Sukuk issues in East Asia underscore strong global demand for Islamic assets

A series of new sukuk issues in East Asia aims to capitalise on the strong global demand for Islamic assets, as the region vies with rival global finance centres.

Hong Kong on Monday issued its second sovereign sukuk. The AAA-rated sukuk has a par value of US$1 billion and a tenor of five years.
Two-thirds of its value are underpinned by sale-and-repurchase transactions on commodities markets, while the remaining third of the value is underpinned by government property.
The National Bank of Abu Dhabi was one of the main underwriters.
The sukuk was extensively marketed to Middle East investors, according to Zawya, a business news and research website. There was a road show to Saudi Arabia, the UAE helped to increase the number of subscribers in the region, and 42 per cent of the sukuk was allocated to investors in the Middle East.
Indonesia offered two new sukuk issues last month – its $2bn sovereign sukuk was more than three times oversubscribed, and the national airline Garuda Indonesia issued a $500 million sukuk.
International analysts have repeatedly pointed to the need for sovereign sukuk issues to help develop markets in Islamic assets.
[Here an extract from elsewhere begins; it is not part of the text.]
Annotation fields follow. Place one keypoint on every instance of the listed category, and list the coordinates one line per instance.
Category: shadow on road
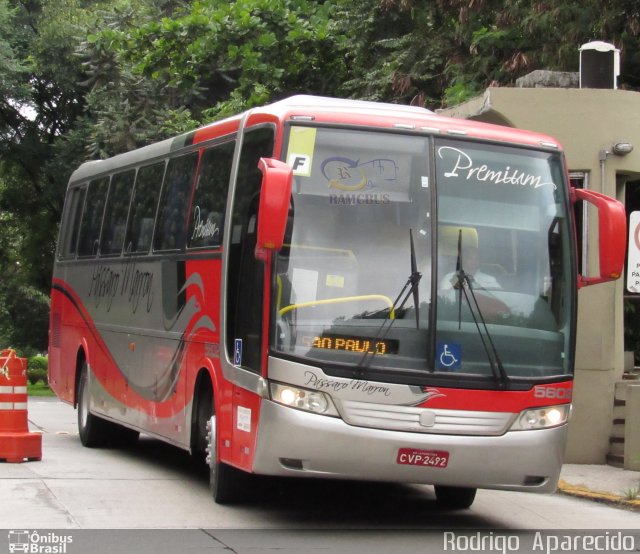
(322, 503)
Investors, bankers and analysts say the lack of highly-rated, liquid and high-value sukuk issues hinders the industry’s development.
The Asian Infrastructure Investment Bank (AIIB) said last month that it was in talks with the Islamic Development Bank about using sukuk to help fund regional infrastructure.
The UAE is a founding member of the AIIB, a new China-led institution touted as a competitor to the IMF.
A recent G20 summit in Turkey ended with world leaders calling for the greater use of sukuk in infrastructure investment.
Over the next 25 years, Asia will need between $400bn and $700bn in new infrastructure investment, according to the Asian Development Bank.
Malaysia remains the world’s largest sukuk market, with $40bn of sukuk issued last year, according to credit ratings agency Moody’s.
But rapid rates of economic growth mean that there is plenty of room for Dubai, London and Hong Kong to compete with Kuala Lumpur.
Professional services consultancy Ernst and Young predicts that global demand for sukuk will triple between now and 2017. It expects that about $900bn in Islamic assets would be traded in 2017, up from $300bn this year.